表1の結果から、実施例1及び2の蛋白質吸着抑制用表面構造体が、蛋白質の吸着抑制効果に優れていることが明らかとのなった。また、実施例1及び2の蛋白質吸着抑制用表面構造体は、親水性に異方性を有するため、マイクロ流路やマイクロチップ用途に適した構造体であることが明らかとなった。
1’ 受容層
2 線状凸部
3 線状微細凹凸形状
3(a)、3(b)、3(c) 部分線状微細凹凸形状
4 基材
5、5’ 凸部の端部
5a、5’a 凸部の一方の端部
5b、5’b 凸部の他方の端部
6 透明基材
7 樹脂層
7’ 壁面
8 カバープレート
9 カバープレートのマイクロ流路に対向する面
10 蛋白質吸着抑制用表面構造体
11 ダイ
12 押圧ローラ
13 剥離ローラ
15 貯留部
20 賦型用ロール金型
30 円柱状母材
31 バイト
40 マイクロ流路
50 マイクロチップ
X,Y,Z 線状凸部の延在方向をYとした場合のXYZ座標軸
Y(a)、Y(b)、Y(c) 線状凸部の延在方向
Claims (5)
- 複数の互いに平行な線状凸部が一方向又は略一方向に延在する線状微細凹凸形状を表面に有し、且つ樹脂組成物の硬化物からなる線状微細凹凸層を備え、
前記線状微細凹凸形状において、隣接する線状凸部間隔pの平均値pAVGが500nm以下であり、
前記樹脂組成物は、当該樹脂組成物を平坦な硬化膜としたときに、当該平坦な硬化膜表面における水の接触角が70度以下であり、
前記線状微細凹凸層の前記線状微細凹凸形状を有する表面において、前記線状凸部の延在方向及びその垂直方向における水の接触角が40度以下であり、
前記線状微細凹凸層の前記線状微細凹凸形状を有する表面において、水を滴下した地点における、前記線状凸部の延在方向の水の接触角と前記線状凸部の延在方向に対する垂直方向の水の接触角との差が5度以上である、蛋白質吸着抑制用表面構造体。 - 前記樹脂組成物は、(メタ)アクリレートを含む電離放射線硬化性樹脂組成物であり、アルキレンオキサイドを含む多官能(メタ)アクリレートの含有量が前記樹脂組成物の全固形分に対して70〜99質量%であり、全(メタ)アクリレートに対する前記アルキレンオキサイドを含む多官能(メタ)アクリレートの含有量が80〜100質量%である、請求項1に記載の蛋白質吸着抑制用表面構造体。

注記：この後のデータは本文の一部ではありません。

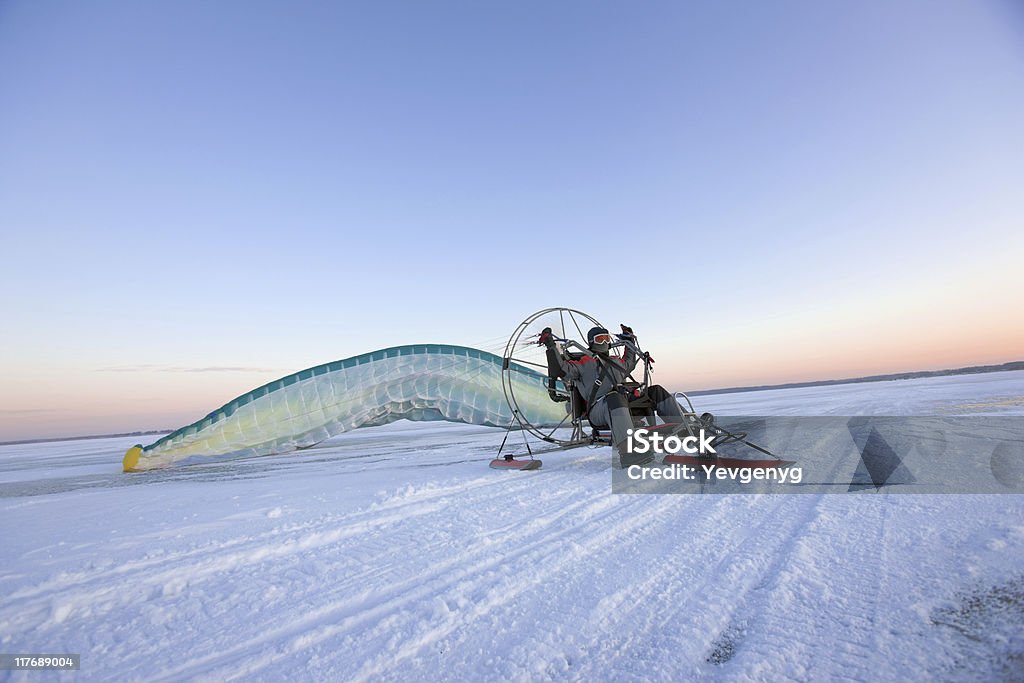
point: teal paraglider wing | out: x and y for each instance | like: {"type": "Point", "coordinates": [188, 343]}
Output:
{"type": "Point", "coordinates": [414, 382]}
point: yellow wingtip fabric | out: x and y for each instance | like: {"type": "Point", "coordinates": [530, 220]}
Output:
{"type": "Point", "coordinates": [131, 459]}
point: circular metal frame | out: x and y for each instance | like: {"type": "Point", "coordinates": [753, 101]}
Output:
{"type": "Point", "coordinates": [566, 324]}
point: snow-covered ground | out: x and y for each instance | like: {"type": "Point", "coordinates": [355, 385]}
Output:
{"type": "Point", "coordinates": [396, 554]}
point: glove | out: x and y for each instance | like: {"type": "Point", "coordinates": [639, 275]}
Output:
{"type": "Point", "coordinates": [546, 338]}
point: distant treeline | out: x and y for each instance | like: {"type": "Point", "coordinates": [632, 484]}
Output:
{"type": "Point", "coordinates": [973, 370]}
{"type": "Point", "coordinates": [78, 438]}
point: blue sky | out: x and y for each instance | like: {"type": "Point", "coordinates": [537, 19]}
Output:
{"type": "Point", "coordinates": [766, 191]}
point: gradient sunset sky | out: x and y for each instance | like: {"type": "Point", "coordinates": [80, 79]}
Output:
{"type": "Point", "coordinates": [198, 198]}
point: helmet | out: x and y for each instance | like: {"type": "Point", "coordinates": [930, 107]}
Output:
{"type": "Point", "coordinates": [598, 339]}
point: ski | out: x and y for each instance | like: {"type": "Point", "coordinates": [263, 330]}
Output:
{"type": "Point", "coordinates": [512, 464]}
{"type": "Point", "coordinates": [724, 462]}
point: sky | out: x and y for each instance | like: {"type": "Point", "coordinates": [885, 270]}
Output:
{"type": "Point", "coordinates": [198, 198]}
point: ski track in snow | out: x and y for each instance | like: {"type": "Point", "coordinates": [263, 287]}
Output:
{"type": "Point", "coordinates": [395, 554]}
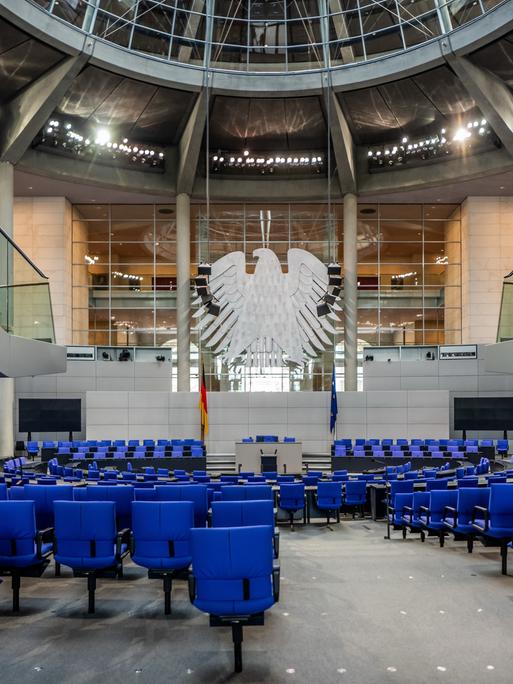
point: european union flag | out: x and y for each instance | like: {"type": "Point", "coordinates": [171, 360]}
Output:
{"type": "Point", "coordinates": [334, 405]}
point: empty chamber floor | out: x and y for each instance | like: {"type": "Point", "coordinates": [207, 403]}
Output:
{"type": "Point", "coordinates": [354, 608]}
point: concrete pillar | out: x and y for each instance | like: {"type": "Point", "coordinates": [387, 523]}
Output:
{"type": "Point", "coordinates": [6, 384]}
{"type": "Point", "coordinates": [350, 293]}
{"type": "Point", "coordinates": [183, 297]}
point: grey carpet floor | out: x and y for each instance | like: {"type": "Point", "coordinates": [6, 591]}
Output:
{"type": "Point", "coordinates": [354, 608]}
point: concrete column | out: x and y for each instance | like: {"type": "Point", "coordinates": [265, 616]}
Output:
{"type": "Point", "coordinates": [6, 384]}
{"type": "Point", "coordinates": [350, 294]}
{"type": "Point", "coordinates": [183, 297]}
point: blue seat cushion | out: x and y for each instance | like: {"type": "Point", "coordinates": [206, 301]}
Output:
{"type": "Point", "coordinates": [227, 559]}
{"type": "Point", "coordinates": [155, 525]}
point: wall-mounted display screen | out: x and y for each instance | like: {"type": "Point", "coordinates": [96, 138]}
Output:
{"type": "Point", "coordinates": [50, 415]}
{"type": "Point", "coordinates": [483, 413]}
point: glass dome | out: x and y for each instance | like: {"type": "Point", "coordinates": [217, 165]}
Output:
{"type": "Point", "coordinates": [268, 35]}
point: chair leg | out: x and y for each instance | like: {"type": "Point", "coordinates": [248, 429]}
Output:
{"type": "Point", "coordinates": [91, 588]}
{"type": "Point", "coordinates": [504, 557]}
{"type": "Point", "coordinates": [16, 583]}
{"type": "Point", "coordinates": [168, 585]}
{"type": "Point", "coordinates": [237, 646]}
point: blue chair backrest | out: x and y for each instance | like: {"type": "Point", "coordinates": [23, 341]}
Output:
{"type": "Point", "coordinates": [501, 505]}
{"type": "Point", "coordinates": [122, 497]}
{"type": "Point", "coordinates": [468, 498]}
{"type": "Point", "coordinates": [439, 500]}
{"type": "Point", "coordinates": [224, 561]}
{"type": "Point", "coordinates": [197, 493]}
{"type": "Point", "coordinates": [242, 513]}
{"type": "Point", "coordinates": [245, 492]}
{"type": "Point", "coordinates": [77, 525]}
{"type": "Point", "coordinates": [292, 495]}
{"type": "Point", "coordinates": [329, 493]}
{"type": "Point", "coordinates": [43, 497]}
{"type": "Point", "coordinates": [157, 523]}
{"type": "Point", "coordinates": [17, 533]}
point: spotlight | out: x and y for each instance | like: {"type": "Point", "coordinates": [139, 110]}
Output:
{"type": "Point", "coordinates": [323, 310]}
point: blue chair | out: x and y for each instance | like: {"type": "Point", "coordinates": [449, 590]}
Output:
{"type": "Point", "coordinates": [458, 519]}
{"type": "Point", "coordinates": [24, 551]}
{"type": "Point", "coordinates": [291, 498]}
{"type": "Point", "coordinates": [246, 514]}
{"type": "Point", "coordinates": [355, 495]}
{"type": "Point", "coordinates": [196, 493]}
{"type": "Point", "coordinates": [329, 499]}
{"type": "Point", "coordinates": [234, 578]}
{"type": "Point", "coordinates": [122, 497]}
{"type": "Point", "coordinates": [432, 514]}
{"type": "Point", "coordinates": [161, 541]}
{"type": "Point", "coordinates": [411, 513]}
{"type": "Point", "coordinates": [245, 493]}
{"type": "Point", "coordinates": [495, 523]}
{"type": "Point", "coordinates": [86, 540]}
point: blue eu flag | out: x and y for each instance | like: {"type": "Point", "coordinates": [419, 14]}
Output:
{"type": "Point", "coordinates": [334, 405]}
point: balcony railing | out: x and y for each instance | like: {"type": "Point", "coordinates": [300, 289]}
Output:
{"type": "Point", "coordinates": [25, 303]}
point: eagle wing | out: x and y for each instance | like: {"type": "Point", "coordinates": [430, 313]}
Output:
{"type": "Point", "coordinates": [228, 282]}
{"type": "Point", "coordinates": [307, 283]}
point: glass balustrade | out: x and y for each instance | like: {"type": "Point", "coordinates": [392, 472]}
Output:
{"type": "Point", "coordinates": [25, 304]}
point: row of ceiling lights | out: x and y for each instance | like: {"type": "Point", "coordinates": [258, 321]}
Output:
{"type": "Point", "coordinates": [444, 142]}
{"type": "Point", "coordinates": [268, 163]}
{"type": "Point", "coordinates": [101, 146]}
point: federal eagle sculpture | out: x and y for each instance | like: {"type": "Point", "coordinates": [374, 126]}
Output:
{"type": "Point", "coordinates": [268, 318]}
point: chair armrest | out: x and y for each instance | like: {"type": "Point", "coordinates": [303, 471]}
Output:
{"type": "Point", "coordinates": [426, 510]}
{"type": "Point", "coordinates": [486, 516]}
{"type": "Point", "coordinates": [276, 543]}
{"type": "Point", "coordinates": [43, 536]}
{"type": "Point", "coordinates": [452, 513]}
{"type": "Point", "coordinates": [276, 581]}
{"type": "Point", "coordinates": [408, 510]}
{"type": "Point", "coordinates": [192, 587]}
{"type": "Point", "coordinates": [122, 537]}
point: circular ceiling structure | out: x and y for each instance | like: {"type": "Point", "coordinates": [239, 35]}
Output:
{"type": "Point", "coordinates": [268, 36]}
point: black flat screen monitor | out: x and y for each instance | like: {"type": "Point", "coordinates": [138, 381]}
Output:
{"type": "Point", "coordinates": [483, 413]}
{"type": "Point", "coordinates": [50, 415]}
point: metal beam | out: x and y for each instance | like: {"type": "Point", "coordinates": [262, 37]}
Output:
{"type": "Point", "coordinates": [343, 146]}
{"type": "Point", "coordinates": [189, 147]}
{"type": "Point", "coordinates": [491, 95]}
{"type": "Point", "coordinates": [26, 114]}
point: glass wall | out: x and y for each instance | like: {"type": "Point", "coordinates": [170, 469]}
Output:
{"type": "Point", "coordinates": [268, 35]}
{"type": "Point", "coordinates": [124, 275]}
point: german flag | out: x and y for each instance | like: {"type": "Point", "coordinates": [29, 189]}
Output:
{"type": "Point", "coordinates": [203, 404]}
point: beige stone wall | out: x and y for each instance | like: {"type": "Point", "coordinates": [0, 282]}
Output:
{"type": "Point", "coordinates": [487, 256]}
{"type": "Point", "coordinates": [42, 228]}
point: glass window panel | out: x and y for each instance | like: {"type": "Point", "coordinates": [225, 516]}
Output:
{"type": "Point", "coordinates": [132, 231]}
{"type": "Point", "coordinates": [401, 253]}
{"type": "Point", "coordinates": [132, 253]}
{"type": "Point", "coordinates": [401, 231]}
{"type": "Point", "coordinates": [96, 249]}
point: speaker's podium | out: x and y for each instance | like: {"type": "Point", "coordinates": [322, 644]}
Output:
{"type": "Point", "coordinates": [258, 457]}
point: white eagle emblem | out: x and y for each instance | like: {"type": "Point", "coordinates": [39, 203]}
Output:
{"type": "Point", "coordinates": [268, 318]}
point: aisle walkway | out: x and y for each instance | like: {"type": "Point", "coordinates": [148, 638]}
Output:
{"type": "Point", "coordinates": [354, 608]}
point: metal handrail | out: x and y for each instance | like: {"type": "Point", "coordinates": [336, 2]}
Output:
{"type": "Point", "coordinates": [22, 253]}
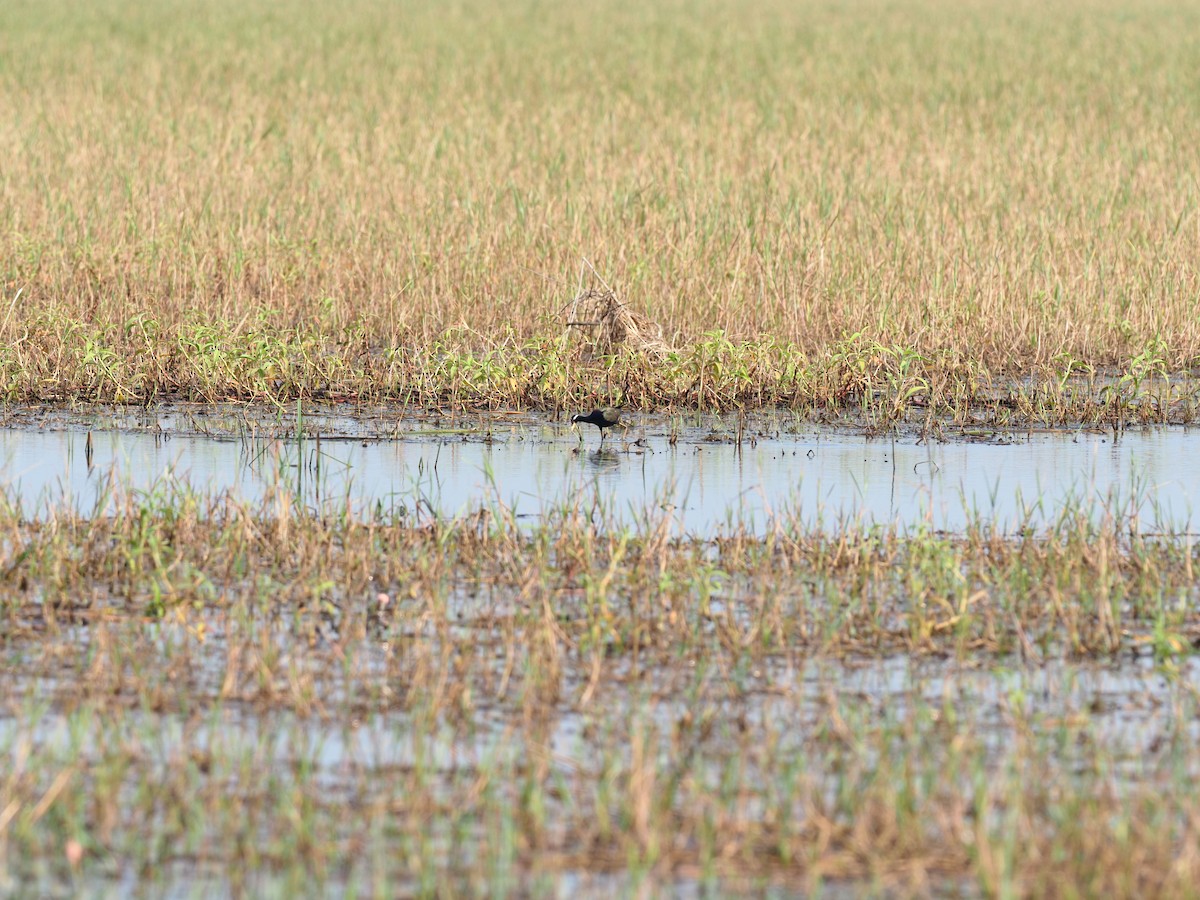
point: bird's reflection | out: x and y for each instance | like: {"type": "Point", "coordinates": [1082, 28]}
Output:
{"type": "Point", "coordinates": [604, 460]}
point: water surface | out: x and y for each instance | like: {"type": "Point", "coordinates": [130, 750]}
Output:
{"type": "Point", "coordinates": [703, 480]}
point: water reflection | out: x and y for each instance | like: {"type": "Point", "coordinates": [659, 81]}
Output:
{"type": "Point", "coordinates": [816, 477]}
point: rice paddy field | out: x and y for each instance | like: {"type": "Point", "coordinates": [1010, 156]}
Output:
{"type": "Point", "coordinates": [305, 587]}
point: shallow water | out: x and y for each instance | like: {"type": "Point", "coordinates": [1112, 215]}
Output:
{"type": "Point", "coordinates": [703, 480]}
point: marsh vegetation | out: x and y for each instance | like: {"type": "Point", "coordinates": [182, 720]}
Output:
{"type": "Point", "coordinates": [918, 221]}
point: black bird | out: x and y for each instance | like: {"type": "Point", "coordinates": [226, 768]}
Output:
{"type": "Point", "coordinates": [601, 418]}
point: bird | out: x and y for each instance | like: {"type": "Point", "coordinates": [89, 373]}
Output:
{"type": "Point", "coordinates": [601, 418]}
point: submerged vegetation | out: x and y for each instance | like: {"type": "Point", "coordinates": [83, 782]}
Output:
{"type": "Point", "coordinates": [912, 217]}
{"type": "Point", "coordinates": [199, 689]}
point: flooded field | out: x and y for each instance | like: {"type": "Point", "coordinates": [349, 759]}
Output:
{"type": "Point", "coordinates": [423, 657]}
{"type": "Point", "coordinates": [705, 475]}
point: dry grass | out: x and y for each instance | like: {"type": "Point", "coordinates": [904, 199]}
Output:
{"type": "Point", "coordinates": [1003, 189]}
{"type": "Point", "coordinates": [204, 693]}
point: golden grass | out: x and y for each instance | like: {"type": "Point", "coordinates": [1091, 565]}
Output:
{"type": "Point", "coordinates": [203, 689]}
{"type": "Point", "coordinates": [1005, 184]}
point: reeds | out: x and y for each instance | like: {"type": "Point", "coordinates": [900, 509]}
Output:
{"type": "Point", "coordinates": [203, 693]}
{"type": "Point", "coordinates": [279, 201]}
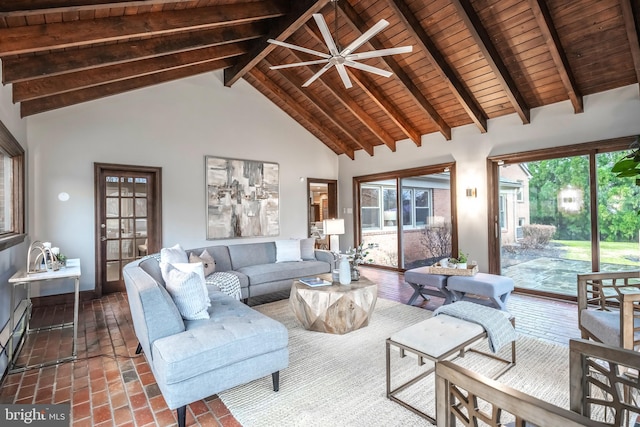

- 親水性液体を流すためのマイクロ流路であって、当該マイクロ流路の表面の少なくとも一部が、請求項1又は2に記載の蛋白質吸着抑制用表面構造体である、マイクロ流路。
- 前記蛋白質吸着抑制用表面構造体が、当該マイクロ流路の流れ方向とのなす角が45度を超える線状凸部を有する部分が、当該マイクロ流路全体の40%以下となるように配置されてなる、請求項3に記載のマイクロ流路。
- 請求項3又は4に記載のマイクロ流路を備えた、マイクロチップ。